Nitrogen is known to be colourless, tasteless and odourless at the standard pressure and temperature. (Pubchem, 2016) In water, nitrogen is also know to be colourless and odourless, it is also said to look like water. (Blaszczak-boxe, 2014) Nitrogen is known mostly to be a diatomic, non-metal gas that contains five outer electrons. (Lenntech, 2016) Made up of 7 electrons and protons, nitrogen has an atomic weight of 14.0067 therefore having 7 neutrons as well. (Pubchem, 2016) The molecular formula for nitrogen is 2N. (Wandell, 2013) This is because a single nitrogen atom has 5 electrons on its outer shell and must combine with either itself of another atom (make a compound) to ensure the molecule is stable. When it combines with itself the atoms share the ten electrons they have altogether which forms a triple bond. This trivalent is "unusually" stable and hard to break apart. (Wandell, 2013).
Here are the following links I have used for the information above:
Blaszczak-boxe, A. (2014). Live Science. Retrieved 28 July, 2016, from
Lenntech, B.V. (2016). Lenntechcom. Retrieved 28 July, 2016, from
Pubchem. (2016). Nihgov. Retrieved 28 July, 2016, from
Wandell, A. (2013). Chemistry LibreTexts. Retrieved 28 July, 2016, from
These links have provided detailed explanations on the structures and functions of the atom nitrogen. However I still have a few questions that haven't been answered. 
They are; 
How do both electron rings spin at the same time whilst sharing between them ten electrons? 

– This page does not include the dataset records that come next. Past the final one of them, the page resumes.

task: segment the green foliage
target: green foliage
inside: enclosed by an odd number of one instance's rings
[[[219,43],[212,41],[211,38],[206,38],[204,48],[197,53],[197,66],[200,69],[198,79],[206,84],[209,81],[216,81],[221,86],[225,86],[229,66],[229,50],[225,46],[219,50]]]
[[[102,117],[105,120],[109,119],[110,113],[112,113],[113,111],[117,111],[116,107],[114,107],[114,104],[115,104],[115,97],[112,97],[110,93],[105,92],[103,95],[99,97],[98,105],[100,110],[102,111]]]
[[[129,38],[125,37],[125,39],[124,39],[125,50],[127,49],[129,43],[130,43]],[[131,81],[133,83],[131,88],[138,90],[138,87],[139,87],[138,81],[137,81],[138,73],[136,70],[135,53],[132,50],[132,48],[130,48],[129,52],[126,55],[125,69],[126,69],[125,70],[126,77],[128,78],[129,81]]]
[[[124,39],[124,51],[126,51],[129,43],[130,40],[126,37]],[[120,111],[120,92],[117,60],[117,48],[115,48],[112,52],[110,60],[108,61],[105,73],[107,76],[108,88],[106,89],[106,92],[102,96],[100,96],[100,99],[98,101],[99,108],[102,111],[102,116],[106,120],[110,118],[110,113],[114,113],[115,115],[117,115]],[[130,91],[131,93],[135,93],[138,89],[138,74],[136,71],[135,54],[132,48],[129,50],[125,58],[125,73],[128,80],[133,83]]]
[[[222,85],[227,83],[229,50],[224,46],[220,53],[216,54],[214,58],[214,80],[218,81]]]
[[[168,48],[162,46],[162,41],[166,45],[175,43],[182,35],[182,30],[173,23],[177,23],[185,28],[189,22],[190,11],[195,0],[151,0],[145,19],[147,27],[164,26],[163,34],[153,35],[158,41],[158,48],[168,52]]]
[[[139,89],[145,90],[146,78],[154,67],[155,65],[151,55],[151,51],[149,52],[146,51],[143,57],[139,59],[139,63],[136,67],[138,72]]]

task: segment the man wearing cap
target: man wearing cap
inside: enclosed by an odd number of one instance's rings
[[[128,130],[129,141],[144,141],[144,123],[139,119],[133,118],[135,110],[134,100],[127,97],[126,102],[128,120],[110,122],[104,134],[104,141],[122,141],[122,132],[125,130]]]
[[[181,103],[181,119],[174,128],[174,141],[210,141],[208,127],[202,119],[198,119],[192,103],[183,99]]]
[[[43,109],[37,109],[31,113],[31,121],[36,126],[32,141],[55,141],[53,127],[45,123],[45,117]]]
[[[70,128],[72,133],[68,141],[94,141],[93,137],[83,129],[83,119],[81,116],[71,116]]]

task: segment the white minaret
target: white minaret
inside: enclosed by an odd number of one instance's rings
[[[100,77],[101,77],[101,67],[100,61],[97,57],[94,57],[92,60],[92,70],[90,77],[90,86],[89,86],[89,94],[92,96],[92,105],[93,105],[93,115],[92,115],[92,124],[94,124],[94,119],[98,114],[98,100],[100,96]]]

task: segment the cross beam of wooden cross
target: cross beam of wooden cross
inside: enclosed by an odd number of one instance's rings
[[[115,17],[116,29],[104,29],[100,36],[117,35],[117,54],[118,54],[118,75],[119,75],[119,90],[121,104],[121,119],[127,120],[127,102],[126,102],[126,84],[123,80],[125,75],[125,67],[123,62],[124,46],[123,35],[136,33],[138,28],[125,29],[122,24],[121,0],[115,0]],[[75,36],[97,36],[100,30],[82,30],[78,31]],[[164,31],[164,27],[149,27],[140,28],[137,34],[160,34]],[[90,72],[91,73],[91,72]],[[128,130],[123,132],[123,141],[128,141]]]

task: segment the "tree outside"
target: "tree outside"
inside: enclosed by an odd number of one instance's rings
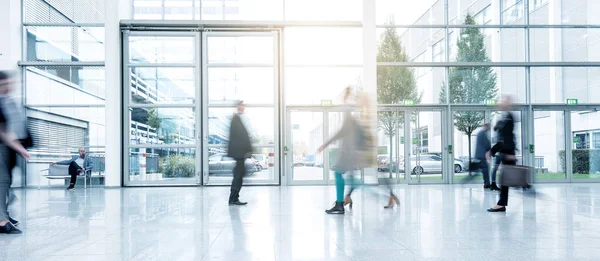
[[[475,25],[470,14],[465,25]],[[456,43],[456,62],[490,62],[485,50],[485,35],[479,28],[462,28]],[[459,67],[449,70],[449,92],[451,104],[484,104],[496,98],[496,74],[491,67]],[[442,86],[440,102],[446,103],[446,86]],[[471,165],[471,135],[485,120],[484,112],[458,111],[454,113],[454,126],[467,135],[469,166]],[[469,168],[469,171],[470,168]]]
[[[393,21],[390,22],[393,25]],[[402,46],[400,37],[395,28],[387,28],[381,36],[377,47],[377,62],[407,62],[409,60]],[[414,71],[406,67],[378,67],[377,68],[377,102],[379,104],[402,104],[405,100],[412,100],[415,104],[421,101],[421,94],[417,90]],[[392,139],[397,128],[404,125],[404,115],[397,112],[382,111],[378,113],[379,129],[389,138],[389,159],[392,162]],[[392,178],[390,166],[390,178]]]

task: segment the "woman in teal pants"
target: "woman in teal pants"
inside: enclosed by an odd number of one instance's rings
[[[344,103],[348,104],[348,98],[350,97],[352,90],[346,88],[344,93]],[[359,153],[357,152],[359,146],[359,131],[360,127],[358,121],[352,116],[350,110],[344,112],[344,120],[340,130],[319,147],[318,152],[323,151],[329,144],[334,141],[340,140],[341,144],[339,147],[339,156],[333,166],[335,166],[335,205],[333,208],[326,210],[327,214],[344,214],[344,177],[342,176],[347,171],[354,171],[360,164]]]

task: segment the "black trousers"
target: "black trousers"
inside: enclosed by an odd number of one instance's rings
[[[502,164],[516,165],[517,162],[514,160],[507,160],[504,156],[502,156]],[[508,206],[508,187],[507,186],[502,185],[502,187],[500,187],[500,199],[498,200],[497,205]]]
[[[71,175],[71,185],[75,185],[75,183],[77,183],[77,175],[79,175],[80,169],[81,167],[75,161],[72,161],[69,164],[69,175]]]
[[[240,190],[244,183],[244,175],[246,174],[246,159],[235,159],[235,167],[233,168],[233,181],[231,181],[231,193],[229,194],[229,202],[240,200]]]

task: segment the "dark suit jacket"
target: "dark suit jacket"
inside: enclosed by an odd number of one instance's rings
[[[485,154],[492,148],[492,142],[488,138],[489,131],[481,130],[477,133],[475,140],[475,158],[485,160]]]
[[[515,122],[511,112],[502,113],[502,119],[496,123],[495,129],[498,131],[498,142],[492,147],[492,155],[500,152],[509,155],[515,155],[517,146],[515,144]]]
[[[246,154],[252,152],[250,135],[242,122],[239,114],[233,115],[229,128],[229,144],[227,147],[227,156],[234,159],[246,158]]]

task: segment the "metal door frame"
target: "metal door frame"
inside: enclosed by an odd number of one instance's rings
[[[168,181],[168,180],[161,180],[160,182],[132,182],[129,181],[129,150],[130,149],[135,149],[135,148],[140,148],[140,149],[152,149],[152,148],[156,148],[156,149],[176,149],[176,148],[181,148],[181,149],[195,149],[195,162],[197,164],[199,157],[201,156],[200,151],[199,150],[199,146],[202,146],[201,143],[199,142],[198,139],[196,139],[196,143],[195,144],[187,144],[187,145],[182,145],[182,144],[164,144],[164,145],[154,145],[154,144],[130,144],[130,126],[131,123],[129,122],[129,109],[130,108],[156,108],[156,109],[163,109],[163,108],[192,108],[196,114],[196,122],[195,122],[195,128],[196,128],[196,135],[198,135],[200,133],[200,122],[198,119],[198,110],[200,109],[200,99],[199,99],[199,90],[196,91],[196,97],[195,97],[195,101],[194,103],[191,104],[156,104],[156,105],[152,105],[152,104],[132,104],[131,103],[131,99],[130,99],[130,93],[131,93],[131,76],[129,74],[129,70],[130,68],[134,68],[134,67],[145,67],[145,68],[178,68],[178,67],[185,67],[185,68],[194,68],[194,81],[196,86],[200,86],[200,34],[199,32],[193,32],[193,31],[187,31],[187,32],[175,32],[175,31],[168,31],[168,29],[166,29],[165,31],[130,31],[130,30],[126,30],[123,29],[122,30],[122,50],[123,50],[123,59],[122,59],[122,101],[123,101],[123,105],[122,105],[122,124],[124,126],[124,129],[126,130],[124,132],[123,135],[123,147],[122,147],[122,151],[123,151],[123,166],[125,169],[125,171],[123,171],[122,173],[122,179],[123,179],[123,185],[124,186],[199,186],[200,185],[200,177],[199,177],[199,166],[197,165],[195,170],[195,176],[194,178],[189,178],[187,180],[175,180],[175,181]],[[194,37],[194,50],[196,50],[195,52],[195,61],[193,63],[130,63],[129,62],[129,58],[130,58],[130,52],[129,52],[129,37],[130,36],[147,36],[147,37],[154,37],[154,36],[158,36],[158,37]],[[198,88],[197,88],[198,89]]]
[[[232,63],[232,64],[209,64],[208,62],[208,43],[207,43],[207,39],[208,37],[244,37],[244,36],[248,36],[248,37],[256,37],[256,36],[262,36],[262,37],[272,37],[273,40],[273,61],[270,64],[261,64],[261,63]],[[237,106],[234,103],[231,104],[226,104],[226,105],[216,105],[216,104],[209,104],[209,99],[208,99],[208,68],[210,67],[272,67],[273,68],[273,86],[274,86],[274,91],[273,91],[273,103],[272,104],[246,104],[246,108],[252,108],[252,107],[260,107],[260,108],[273,108],[273,122],[274,122],[274,128],[273,128],[273,133],[274,133],[274,141],[272,145],[265,145],[265,144],[253,144],[254,148],[258,148],[258,147],[266,147],[266,148],[273,148],[274,154],[275,154],[275,159],[277,158],[277,155],[281,155],[281,146],[279,146],[279,144],[281,144],[280,142],[280,135],[279,135],[279,125],[281,124],[280,121],[280,113],[279,113],[279,106],[278,106],[278,101],[279,101],[279,95],[281,92],[281,85],[279,82],[279,68],[280,68],[280,41],[279,38],[281,37],[280,35],[280,30],[277,28],[272,28],[272,30],[246,30],[246,31],[232,31],[231,28],[219,28],[219,29],[210,29],[208,31],[202,31],[201,32],[201,37],[202,37],[202,44],[201,44],[201,50],[202,50],[202,85],[200,87],[201,89],[201,97],[202,97],[202,137],[201,137],[201,144],[202,144],[202,155],[201,155],[201,164],[199,166],[201,166],[202,168],[202,186],[222,186],[222,185],[229,185],[230,184],[230,180],[225,181],[225,182],[219,182],[219,183],[213,183],[210,184],[210,176],[209,176],[209,164],[208,164],[208,158],[209,158],[209,153],[208,153],[208,149],[209,148],[215,148],[215,147],[225,147],[224,145],[209,145],[208,144],[208,128],[209,128],[209,124],[208,124],[208,110],[209,108],[232,108],[232,110],[235,109],[235,107]],[[254,180],[254,179],[250,179],[250,178],[246,178],[244,179],[244,184],[245,185],[279,185],[280,184],[280,166],[278,164],[278,160],[274,160],[274,165],[273,165],[273,173],[274,173],[274,179],[273,180],[266,180],[267,182],[265,182],[265,180]]]
[[[405,171],[404,171],[404,179],[399,179],[400,175],[402,175],[402,173],[400,173],[400,171],[398,170],[399,168],[396,168],[396,182],[397,183],[403,183],[403,184],[409,184],[409,185],[418,185],[418,184],[446,184],[448,183],[449,177],[448,177],[448,145],[450,145],[448,143],[448,133],[447,133],[447,125],[448,125],[448,109],[447,106],[445,105],[414,105],[414,106],[405,106],[405,105],[380,105],[378,106],[378,111],[397,111],[397,112],[403,112],[405,117],[404,117],[404,126],[409,126],[408,128],[404,128],[404,166],[405,166]],[[406,166],[411,166],[410,163],[410,156],[412,156],[412,151],[411,148],[412,146],[406,146],[407,142],[412,141],[412,132],[411,132],[411,123],[410,123],[410,117],[406,117],[406,115],[410,115],[410,113],[419,113],[419,112],[440,112],[440,128],[441,128],[441,147],[442,147],[442,178],[441,179],[433,179],[433,180],[422,180],[420,179],[420,175],[417,175],[416,178],[413,178],[411,173],[412,171],[406,171]],[[397,149],[400,149],[400,142],[398,139],[398,135],[399,133],[396,132],[396,146],[398,146]],[[410,142],[410,144],[412,145],[412,142]],[[391,149],[391,148],[390,148]],[[406,155],[409,155],[409,157],[407,157]],[[451,164],[452,166],[454,166],[454,164]]]
[[[535,183],[600,183],[600,178],[575,179],[573,176],[573,130],[571,114],[578,111],[598,111],[600,106],[596,105],[564,105],[564,104],[543,104],[532,105],[531,114],[531,133],[535,139],[534,112],[535,111],[551,111],[563,112],[563,131],[565,143],[565,178],[560,179],[543,179],[534,176]],[[535,158],[535,151],[533,157]],[[531,165],[535,167],[533,164]]]
[[[452,146],[454,148],[456,148],[456,146],[454,146],[454,135],[455,135],[455,130],[454,130],[454,112],[457,111],[482,111],[485,113],[485,123],[490,123],[490,127],[491,126],[491,121],[493,119],[492,116],[492,112],[497,112],[500,111],[496,106],[494,105],[478,105],[478,104],[474,104],[474,105],[450,105],[449,106],[450,109],[450,125],[448,127],[449,129],[449,142],[452,144]],[[521,147],[519,148],[519,150],[521,151],[521,163],[525,166],[531,166],[532,165],[532,157],[529,153],[528,147],[529,144],[532,144],[531,139],[529,138],[529,130],[531,129],[531,121],[530,121],[530,113],[529,113],[529,106],[528,105],[523,105],[523,104],[515,104],[512,106],[512,110],[513,112],[520,112],[520,119],[521,119]],[[476,134],[476,133],[475,133]],[[474,151],[472,151],[473,153],[471,154],[471,157],[473,157]],[[454,162],[454,153],[452,154],[452,162]],[[468,164],[468,162],[467,162]],[[454,167],[454,164],[452,164],[452,166]],[[493,168],[493,162],[490,162],[489,164],[489,170],[491,171]],[[467,166],[470,167],[470,166]],[[449,172],[451,174],[451,178],[449,180],[450,184],[461,184],[460,181],[455,180],[455,174],[454,173],[454,168],[451,169],[451,171]],[[468,182],[469,184],[482,184],[483,180],[482,179],[475,179],[472,180],[471,182]]]
[[[334,184],[334,180],[331,179],[329,175],[330,169],[330,158],[329,158],[329,148],[325,148],[323,150],[323,179],[322,180],[294,180],[293,177],[293,139],[292,139],[292,121],[291,114],[293,112],[320,112],[323,114],[323,142],[325,142],[329,138],[329,113],[330,112],[344,112],[349,109],[348,106],[286,106],[285,107],[285,139],[283,143],[283,162],[284,167],[281,172],[282,181],[284,181],[284,185],[331,185]],[[364,170],[361,170],[360,181],[359,183],[364,182]]]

How many nitrogen atoms are there until they are able to do harm? 
How many nitrogen atoms are in the human body? 
What are the electrons, protons and neutrons made of? Are the protons, neutrons or electrons any different in another atom than nitrogen?
I have also learnt some interesting facts about the subject of atoms and in particular, nitrogen. Nitrogen exists almost anywhere as it makes up 78% of the Earth's air, unlike on Mars where it is only 2.6% of the atmosphere. (Blaszczak-boxe, 2014) There are also many health risk of nitrogen. This shows, nitrogen like most other substances on Earth are not just good or bad as they have the ability to harm and regenerate. (Lenntech, 2016) Another fact is that nitrogen is essential to life as it is a component in our DNA. (Lenntech, 2016)
In making the 3D model of the atom, there were many problems and setbacks that occurred. The first shell and sphere for the nucleus were quite easy although the second she proved quite difficult. This was because the second, outer shell had more electrons and the two shells had to spin in different directions but still simultaneously. After a great amount of trial and error and conferencing with others, the atom finally started to come together. The overall program was simple enough however a small mistake would make the difference in the model being right or wrong.